SELON RABAH AREZKI, EXPERT AUPRÈS DE LA BANQUE MONDIALE L’économie numérique est génératrice d’emplois

Elle pourrait faciliter l’émergence d’un secteur privé créatif et innovant, à condition que les jeunes soient en contact avec cette technologie.

«Si pendant très longtemps les moteurs de croissance de la région Moyen-Orient et Afrique du Nord (Mena) ont reposé sur le secteur public, le moment est venu de faire du secteur privé le moteur principal de cette croissance.» C’est ce qu’a révélé Rabah Arezki, économiste en chef auprès de la Banque mondiale (BM) lors de son passage hier à l’émission «L’invité de la rédaction» de la Chaîne 3 de la radio algérienne.
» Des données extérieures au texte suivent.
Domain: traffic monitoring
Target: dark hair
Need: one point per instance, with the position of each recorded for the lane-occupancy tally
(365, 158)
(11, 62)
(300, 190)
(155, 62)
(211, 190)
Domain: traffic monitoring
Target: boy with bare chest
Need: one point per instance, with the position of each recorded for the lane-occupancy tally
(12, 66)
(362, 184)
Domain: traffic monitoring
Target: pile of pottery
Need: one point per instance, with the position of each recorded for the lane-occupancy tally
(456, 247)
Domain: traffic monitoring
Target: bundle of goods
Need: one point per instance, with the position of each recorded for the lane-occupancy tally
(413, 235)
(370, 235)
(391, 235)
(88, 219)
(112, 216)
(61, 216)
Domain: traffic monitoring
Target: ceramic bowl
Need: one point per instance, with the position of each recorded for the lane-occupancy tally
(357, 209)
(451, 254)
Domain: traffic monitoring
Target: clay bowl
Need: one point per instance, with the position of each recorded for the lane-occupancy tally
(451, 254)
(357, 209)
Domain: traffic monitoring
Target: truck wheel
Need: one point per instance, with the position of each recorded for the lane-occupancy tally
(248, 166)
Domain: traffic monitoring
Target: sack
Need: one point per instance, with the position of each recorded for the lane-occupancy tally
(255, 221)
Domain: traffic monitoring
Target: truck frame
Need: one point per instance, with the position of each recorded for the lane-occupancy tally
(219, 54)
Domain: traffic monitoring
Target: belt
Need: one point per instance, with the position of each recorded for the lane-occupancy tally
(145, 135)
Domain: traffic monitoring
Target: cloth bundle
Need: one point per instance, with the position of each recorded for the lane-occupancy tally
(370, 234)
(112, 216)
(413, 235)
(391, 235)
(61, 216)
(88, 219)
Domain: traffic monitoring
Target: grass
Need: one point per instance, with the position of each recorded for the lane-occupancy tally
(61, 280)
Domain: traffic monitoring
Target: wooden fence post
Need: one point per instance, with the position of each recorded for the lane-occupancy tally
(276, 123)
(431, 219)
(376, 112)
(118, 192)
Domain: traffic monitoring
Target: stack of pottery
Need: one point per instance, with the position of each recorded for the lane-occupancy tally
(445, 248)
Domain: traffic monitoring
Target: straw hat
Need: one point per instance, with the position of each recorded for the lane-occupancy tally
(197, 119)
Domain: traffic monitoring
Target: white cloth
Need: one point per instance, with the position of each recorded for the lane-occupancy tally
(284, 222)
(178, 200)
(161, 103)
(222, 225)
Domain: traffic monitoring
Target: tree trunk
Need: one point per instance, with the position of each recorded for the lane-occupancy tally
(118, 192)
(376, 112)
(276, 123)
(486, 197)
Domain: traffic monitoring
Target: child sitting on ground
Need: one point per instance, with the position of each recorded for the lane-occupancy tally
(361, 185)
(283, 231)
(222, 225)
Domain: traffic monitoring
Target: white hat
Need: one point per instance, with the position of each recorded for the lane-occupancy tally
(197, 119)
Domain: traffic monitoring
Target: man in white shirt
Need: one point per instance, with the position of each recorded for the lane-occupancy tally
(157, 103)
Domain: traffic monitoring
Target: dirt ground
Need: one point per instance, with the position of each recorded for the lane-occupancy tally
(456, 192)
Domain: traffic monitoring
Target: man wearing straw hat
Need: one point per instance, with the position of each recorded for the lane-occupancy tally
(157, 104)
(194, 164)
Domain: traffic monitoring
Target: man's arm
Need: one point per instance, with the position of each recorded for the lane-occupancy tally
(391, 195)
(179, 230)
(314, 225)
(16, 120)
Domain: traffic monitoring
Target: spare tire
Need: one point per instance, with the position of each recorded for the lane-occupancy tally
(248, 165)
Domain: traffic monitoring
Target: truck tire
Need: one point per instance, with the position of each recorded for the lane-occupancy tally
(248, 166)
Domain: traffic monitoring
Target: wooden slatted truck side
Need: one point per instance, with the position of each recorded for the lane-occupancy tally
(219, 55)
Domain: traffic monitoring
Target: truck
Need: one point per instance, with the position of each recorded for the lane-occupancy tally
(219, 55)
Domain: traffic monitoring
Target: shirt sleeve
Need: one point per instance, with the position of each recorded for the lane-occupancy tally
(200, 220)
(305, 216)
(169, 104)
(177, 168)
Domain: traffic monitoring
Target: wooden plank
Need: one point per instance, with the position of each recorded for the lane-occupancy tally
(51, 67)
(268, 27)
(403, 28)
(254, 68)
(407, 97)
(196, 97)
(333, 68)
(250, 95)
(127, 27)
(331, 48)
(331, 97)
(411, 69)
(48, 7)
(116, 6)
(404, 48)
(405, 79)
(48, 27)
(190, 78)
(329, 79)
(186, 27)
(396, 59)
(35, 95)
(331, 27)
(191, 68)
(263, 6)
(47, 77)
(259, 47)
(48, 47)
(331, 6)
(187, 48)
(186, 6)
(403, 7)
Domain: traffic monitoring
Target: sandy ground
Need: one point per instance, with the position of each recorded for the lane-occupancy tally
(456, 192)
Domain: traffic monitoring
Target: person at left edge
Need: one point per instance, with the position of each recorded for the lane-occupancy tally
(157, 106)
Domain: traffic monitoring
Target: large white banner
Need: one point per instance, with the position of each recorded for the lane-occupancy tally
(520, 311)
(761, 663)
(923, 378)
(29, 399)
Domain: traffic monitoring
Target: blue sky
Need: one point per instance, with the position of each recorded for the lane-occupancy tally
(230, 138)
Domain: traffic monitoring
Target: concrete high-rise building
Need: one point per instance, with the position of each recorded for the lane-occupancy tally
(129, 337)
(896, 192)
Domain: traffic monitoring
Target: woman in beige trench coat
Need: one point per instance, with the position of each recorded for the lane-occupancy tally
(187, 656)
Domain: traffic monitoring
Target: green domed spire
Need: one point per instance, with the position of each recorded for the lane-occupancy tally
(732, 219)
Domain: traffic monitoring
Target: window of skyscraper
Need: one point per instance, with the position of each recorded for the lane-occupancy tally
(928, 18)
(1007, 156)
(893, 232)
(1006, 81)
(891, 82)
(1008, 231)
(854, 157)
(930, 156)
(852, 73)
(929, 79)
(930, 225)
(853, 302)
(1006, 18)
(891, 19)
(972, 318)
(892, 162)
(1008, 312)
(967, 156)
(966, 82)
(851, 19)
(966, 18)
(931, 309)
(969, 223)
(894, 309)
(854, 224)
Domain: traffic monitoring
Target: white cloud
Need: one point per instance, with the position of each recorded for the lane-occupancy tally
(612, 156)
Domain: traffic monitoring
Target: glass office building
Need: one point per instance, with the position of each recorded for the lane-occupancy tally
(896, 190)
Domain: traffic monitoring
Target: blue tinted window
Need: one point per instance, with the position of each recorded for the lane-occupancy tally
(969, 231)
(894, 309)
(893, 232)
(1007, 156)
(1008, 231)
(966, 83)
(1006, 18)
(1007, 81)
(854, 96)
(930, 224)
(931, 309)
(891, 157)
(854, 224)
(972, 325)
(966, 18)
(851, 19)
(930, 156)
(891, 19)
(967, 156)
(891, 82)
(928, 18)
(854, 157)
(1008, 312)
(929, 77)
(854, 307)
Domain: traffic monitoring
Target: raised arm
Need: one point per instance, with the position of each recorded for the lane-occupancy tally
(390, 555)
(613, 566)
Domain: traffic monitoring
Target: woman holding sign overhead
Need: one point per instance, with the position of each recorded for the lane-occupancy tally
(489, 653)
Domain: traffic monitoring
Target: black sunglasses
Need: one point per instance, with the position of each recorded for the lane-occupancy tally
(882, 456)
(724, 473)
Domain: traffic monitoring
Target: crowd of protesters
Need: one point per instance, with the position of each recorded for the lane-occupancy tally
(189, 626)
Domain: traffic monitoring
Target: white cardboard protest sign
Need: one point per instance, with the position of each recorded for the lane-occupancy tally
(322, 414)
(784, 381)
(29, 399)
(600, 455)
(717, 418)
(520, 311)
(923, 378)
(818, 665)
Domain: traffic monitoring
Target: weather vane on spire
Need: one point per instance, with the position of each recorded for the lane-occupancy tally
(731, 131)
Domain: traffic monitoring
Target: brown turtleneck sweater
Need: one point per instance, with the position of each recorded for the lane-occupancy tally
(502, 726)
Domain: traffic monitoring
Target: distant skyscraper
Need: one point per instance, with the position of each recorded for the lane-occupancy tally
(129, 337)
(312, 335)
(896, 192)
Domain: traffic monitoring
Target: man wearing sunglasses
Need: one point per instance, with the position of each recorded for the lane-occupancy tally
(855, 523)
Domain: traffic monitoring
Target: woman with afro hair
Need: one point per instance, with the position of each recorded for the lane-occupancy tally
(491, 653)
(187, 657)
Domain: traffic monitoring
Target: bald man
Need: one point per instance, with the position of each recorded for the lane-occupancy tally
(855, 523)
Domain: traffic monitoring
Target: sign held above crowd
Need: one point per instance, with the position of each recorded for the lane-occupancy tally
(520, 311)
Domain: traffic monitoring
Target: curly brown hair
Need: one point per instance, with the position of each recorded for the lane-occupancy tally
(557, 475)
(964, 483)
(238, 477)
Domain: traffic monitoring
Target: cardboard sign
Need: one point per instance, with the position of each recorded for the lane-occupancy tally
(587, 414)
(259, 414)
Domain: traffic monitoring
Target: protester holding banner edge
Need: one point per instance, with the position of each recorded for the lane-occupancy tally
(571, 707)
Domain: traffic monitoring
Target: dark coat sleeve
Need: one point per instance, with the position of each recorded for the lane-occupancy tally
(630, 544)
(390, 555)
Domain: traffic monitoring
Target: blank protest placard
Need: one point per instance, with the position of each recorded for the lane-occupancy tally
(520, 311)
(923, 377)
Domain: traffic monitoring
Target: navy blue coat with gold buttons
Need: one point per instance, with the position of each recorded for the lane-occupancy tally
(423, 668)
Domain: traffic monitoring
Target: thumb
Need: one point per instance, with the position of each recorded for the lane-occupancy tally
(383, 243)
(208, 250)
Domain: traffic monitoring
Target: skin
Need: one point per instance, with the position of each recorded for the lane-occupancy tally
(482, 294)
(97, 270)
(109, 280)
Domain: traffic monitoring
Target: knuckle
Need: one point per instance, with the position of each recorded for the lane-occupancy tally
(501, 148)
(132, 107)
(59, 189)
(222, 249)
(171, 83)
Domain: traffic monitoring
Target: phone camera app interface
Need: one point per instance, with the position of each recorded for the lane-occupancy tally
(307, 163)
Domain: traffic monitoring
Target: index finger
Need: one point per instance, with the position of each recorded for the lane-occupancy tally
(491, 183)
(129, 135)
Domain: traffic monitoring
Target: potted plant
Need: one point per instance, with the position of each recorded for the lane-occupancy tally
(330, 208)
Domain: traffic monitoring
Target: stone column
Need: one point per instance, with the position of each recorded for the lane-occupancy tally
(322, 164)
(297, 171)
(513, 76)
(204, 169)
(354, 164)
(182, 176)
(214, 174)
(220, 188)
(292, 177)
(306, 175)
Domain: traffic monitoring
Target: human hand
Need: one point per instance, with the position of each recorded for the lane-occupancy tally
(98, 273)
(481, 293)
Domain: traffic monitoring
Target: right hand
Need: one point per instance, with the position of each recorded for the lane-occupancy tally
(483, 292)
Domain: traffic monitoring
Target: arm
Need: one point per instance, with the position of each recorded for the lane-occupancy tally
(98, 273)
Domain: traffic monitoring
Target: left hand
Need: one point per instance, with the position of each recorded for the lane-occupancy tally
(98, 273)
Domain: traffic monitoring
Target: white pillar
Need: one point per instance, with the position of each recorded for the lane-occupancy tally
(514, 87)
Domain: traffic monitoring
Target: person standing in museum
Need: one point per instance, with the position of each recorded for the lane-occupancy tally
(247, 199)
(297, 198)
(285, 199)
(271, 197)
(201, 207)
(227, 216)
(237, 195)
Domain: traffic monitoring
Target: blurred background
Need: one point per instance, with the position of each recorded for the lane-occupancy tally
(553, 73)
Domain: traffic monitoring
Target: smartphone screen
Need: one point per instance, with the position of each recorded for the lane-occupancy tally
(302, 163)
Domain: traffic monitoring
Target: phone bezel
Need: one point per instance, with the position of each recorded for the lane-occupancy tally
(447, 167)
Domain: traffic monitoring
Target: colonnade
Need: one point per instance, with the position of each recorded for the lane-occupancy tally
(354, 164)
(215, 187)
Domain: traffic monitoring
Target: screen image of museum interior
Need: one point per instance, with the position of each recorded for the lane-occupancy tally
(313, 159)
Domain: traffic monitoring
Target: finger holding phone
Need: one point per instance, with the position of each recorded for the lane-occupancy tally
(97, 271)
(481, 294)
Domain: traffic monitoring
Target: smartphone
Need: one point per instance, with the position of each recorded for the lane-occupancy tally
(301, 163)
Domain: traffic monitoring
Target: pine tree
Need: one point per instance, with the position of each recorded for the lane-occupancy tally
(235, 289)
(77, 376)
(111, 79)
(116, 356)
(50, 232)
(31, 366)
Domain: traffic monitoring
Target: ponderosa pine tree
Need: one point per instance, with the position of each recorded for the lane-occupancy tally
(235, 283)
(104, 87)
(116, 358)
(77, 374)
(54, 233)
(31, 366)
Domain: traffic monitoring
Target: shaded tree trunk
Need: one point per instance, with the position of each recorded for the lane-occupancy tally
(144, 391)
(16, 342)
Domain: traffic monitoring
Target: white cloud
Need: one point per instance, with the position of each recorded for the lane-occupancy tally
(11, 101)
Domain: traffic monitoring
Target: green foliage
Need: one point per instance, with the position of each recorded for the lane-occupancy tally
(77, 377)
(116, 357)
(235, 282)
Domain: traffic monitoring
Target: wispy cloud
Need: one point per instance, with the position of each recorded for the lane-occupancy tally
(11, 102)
Ce dernier, qui prendra part à la conférence régionale qui débute aujourd’hui au Centre international des conférences à Alger avec pour thème: «Les jeunes, la technologie et la finance» sous l’égide de la BM, a par ailleurs souligné, à propos de cette transition «pour y parvenir, l’économie numérique est appelée à jouer un grand rôle, pour autant que soient libérés les freins de mise en connexion entre la technologie et les jeunes qui sont en contact avec cette dernière». Il considère cependant que pour réussir cette transition, il reste un certain nombre d’obstacles à lever, notamment en ce qui concerne l’éducation, la finance ou la régulation, afin que cette technologie soit plus productive «qu’elle ne l’est aujourd’hui» a-t-il rappelé. Et de faire savoir également que «l’économie numérique peut être génératrice d’emplois, d’amélioration des services, de plus grande concurrence pour créer des leviers de croissance par un secteur privé plus créatif et plus innovant. Interrogé sur les résultats attendus de cette conférence, Rabah Arezki explique qu’elle devrait notamment permettre au ministère des Finances et au Fonds monétaires arabe, de comprendre tout l’intérêt d’émergence de cette nouvelle économie.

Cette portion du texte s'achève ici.